Voluntary checkpoints run by the National Highway Traffic Safety Administration have been going on for over forty years. Some say they are useful, but others are starting to take a different approach to it.

The big problem with it according to KTRH legal analyst Chris Tritico is the fact that off-duty uniformed police officers are involved.

“You don’t have a sign saying you’re off duty. If you are told to pull over by an officer wearing a gun and a badge, you’re going to stop,” Tritico said. “It is unconstitutional. They have to have a little thing called probable cause.”

This exact thing happened to one Texas woman, who wasn’t happy about it, and went public with her complaints.

“I was forced into a parking spot,” the woman told a Dallas television station. “It doesn’t seem right that you’d be forced off the road when you’re not doing anything wrong.”
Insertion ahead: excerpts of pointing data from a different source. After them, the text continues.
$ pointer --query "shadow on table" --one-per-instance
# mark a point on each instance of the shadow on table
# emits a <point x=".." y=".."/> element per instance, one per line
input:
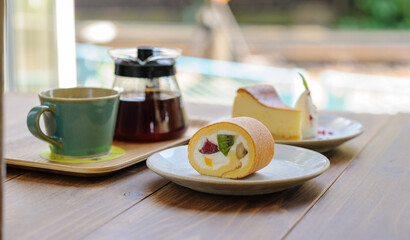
<point x="176" y="196"/>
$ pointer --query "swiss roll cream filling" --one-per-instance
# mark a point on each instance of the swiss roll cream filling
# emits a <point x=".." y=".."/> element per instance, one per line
<point x="218" y="159"/>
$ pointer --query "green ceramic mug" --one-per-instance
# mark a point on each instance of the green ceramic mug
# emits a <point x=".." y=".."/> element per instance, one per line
<point x="79" y="122"/>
Warren Diepraam of the Montgomery County DA's office thinks the idea behind the checkpoints is solid, but the execution is a different story.

“Their methods are misleading. It’s borderline criminal. It could be impersonating a police officer. That needs to change. They need to let people now it’s purely voluntary,” Diepraam told KTRH.

And he says because of the backlash, you'll see this change sooner rather than later.